Terkait dengan isu ini, terdapat dua program utama Presiden Prabowo Subianto yang berhubungan langsung dengan peningkatan produksi pertanian nasional yakni, Food Estate dan Makan Bergizi Gratis.

Kebutuhan produksi pertanian diperkirakan akan bertambah dengan cukup signifikan karena pelaksanaan program ini yang secara langsung menyasar kebutuhan pangan masyarakat Indonesia. Oleh sebab itu, menurut Tepy, kebutuhan pupuk akan ikut meningkat untuk meningkatkan produktivitas lahan pertanian yang telah ada atau yang akan dibuka nantinya.

Selanjutnya, kebutuhan produksi pupuk domestik tidak bisa dipisahkan dari kebutuhan gas alam karena gas alam diperlukan sebagai sumber energi dan juga bahan baku utama dalam proses pembuatan pupuk di Indonesia. Pengembangan produksi pupuk berarti peningkatan kebutuhan akan gas alam yang diperkirakan membutuhkan hampir 1 miliar kaki kubik per hari (BSCFD) untuk mendukung produksi pupuk pada 2030.

Melihat hal ini, Tepy menyoroti penting nya memastikan program peningkatan produksi gas nasional bisa dipenuhi sehingga target suplai pupuk untuk pertanian nasional bisa terpenuhi. Lulusan Institut Teknologi Bandung (ITB) ini menyatakan bahwa produksi gas harus ditingkatkan dengan terus meningkatkan program eksplorasi dan pengembangan lapangan-lapangan gas alam yang baru di Indonesia.
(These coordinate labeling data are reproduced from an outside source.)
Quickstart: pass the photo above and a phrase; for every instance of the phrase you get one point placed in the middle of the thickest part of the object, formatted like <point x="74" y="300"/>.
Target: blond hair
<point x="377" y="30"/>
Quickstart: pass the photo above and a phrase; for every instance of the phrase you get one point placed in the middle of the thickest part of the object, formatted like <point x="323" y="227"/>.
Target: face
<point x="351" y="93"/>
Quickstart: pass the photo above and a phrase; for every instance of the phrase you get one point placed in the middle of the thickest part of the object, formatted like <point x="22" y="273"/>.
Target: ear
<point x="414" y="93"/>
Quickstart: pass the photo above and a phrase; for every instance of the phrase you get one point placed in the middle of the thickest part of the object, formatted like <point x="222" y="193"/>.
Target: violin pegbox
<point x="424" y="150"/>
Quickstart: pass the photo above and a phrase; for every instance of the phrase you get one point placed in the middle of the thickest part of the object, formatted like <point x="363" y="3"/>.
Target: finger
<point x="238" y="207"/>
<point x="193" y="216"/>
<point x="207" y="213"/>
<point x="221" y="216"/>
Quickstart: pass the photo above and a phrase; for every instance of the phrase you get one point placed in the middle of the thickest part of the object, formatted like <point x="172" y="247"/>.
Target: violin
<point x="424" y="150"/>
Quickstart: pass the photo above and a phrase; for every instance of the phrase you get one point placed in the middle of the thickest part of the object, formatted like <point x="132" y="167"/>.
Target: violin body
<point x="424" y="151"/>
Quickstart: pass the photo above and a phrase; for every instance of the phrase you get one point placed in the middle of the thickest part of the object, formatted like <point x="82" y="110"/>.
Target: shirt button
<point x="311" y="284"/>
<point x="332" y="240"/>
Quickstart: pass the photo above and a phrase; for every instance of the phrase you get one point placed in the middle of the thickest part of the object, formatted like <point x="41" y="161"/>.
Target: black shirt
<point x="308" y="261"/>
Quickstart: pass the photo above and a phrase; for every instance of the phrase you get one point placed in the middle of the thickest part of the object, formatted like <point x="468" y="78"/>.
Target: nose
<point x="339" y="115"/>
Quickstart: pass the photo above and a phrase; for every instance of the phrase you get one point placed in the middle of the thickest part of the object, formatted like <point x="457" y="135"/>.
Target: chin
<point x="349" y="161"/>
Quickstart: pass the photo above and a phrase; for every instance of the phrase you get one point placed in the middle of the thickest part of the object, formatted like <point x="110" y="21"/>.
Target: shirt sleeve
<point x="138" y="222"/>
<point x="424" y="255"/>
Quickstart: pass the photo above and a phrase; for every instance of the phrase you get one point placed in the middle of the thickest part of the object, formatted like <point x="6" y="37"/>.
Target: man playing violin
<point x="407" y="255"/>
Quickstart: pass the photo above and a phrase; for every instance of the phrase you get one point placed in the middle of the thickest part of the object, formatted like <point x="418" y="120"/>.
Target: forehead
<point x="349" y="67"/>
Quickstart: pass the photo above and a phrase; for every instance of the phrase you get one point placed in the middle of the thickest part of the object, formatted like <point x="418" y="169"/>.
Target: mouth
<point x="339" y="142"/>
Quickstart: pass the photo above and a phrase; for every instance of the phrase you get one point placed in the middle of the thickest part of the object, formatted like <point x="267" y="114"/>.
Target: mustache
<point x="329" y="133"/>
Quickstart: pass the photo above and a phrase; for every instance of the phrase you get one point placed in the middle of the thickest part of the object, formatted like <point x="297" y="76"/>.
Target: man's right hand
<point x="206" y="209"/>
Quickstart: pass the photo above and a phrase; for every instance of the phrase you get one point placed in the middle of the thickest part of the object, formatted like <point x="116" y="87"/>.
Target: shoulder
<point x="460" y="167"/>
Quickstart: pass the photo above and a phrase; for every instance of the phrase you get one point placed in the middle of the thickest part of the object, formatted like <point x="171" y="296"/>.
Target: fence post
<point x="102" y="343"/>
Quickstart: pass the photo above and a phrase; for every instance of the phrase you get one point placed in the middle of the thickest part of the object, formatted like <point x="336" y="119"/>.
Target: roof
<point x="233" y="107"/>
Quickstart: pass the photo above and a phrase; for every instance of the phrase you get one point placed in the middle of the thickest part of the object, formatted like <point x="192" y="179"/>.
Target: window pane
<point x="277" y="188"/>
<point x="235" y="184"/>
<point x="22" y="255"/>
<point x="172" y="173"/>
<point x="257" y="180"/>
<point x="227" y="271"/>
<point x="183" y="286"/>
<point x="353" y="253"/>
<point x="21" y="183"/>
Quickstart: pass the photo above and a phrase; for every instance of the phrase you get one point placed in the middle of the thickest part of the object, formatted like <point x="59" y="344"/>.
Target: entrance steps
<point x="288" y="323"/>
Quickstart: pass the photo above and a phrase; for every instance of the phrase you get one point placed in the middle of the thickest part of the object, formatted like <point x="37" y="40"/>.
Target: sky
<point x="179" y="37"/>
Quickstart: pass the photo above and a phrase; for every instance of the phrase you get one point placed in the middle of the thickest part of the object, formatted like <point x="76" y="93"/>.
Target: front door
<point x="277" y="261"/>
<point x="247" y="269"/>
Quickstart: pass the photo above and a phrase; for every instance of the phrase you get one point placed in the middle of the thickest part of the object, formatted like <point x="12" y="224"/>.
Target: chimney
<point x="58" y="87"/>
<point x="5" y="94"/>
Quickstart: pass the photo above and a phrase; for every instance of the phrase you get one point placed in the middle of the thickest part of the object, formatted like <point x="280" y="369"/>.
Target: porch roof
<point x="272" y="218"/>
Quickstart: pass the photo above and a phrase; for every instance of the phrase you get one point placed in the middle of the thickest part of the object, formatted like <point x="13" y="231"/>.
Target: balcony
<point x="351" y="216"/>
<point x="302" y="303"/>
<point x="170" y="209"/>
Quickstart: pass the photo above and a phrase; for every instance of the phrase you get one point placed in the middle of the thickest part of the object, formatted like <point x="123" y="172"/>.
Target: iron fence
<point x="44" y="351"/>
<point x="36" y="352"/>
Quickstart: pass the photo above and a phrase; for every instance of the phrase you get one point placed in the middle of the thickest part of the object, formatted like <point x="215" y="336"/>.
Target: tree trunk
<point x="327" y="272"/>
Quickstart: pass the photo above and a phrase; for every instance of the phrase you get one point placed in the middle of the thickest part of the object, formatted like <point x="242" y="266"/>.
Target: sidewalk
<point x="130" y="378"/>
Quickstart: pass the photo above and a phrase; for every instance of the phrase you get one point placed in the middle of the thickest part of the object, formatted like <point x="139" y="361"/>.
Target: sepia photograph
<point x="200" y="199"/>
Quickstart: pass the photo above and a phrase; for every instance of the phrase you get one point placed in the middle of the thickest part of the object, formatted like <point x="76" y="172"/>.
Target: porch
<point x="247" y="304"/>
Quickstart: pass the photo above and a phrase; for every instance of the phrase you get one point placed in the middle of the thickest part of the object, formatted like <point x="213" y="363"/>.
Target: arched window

Tepy sebagai perwakilan dari YeC, juga menekankan pentingnya kolaborasi yang baik antara pemerintah sebagai regulator, BUMN dan juga swasta sebagai operator untuk bahu membahu dalam mencapai target peningkatan produksi gas nasional, yang secara langsung akan membentu terealisasi nya peningkatan produksi pupuk nasional.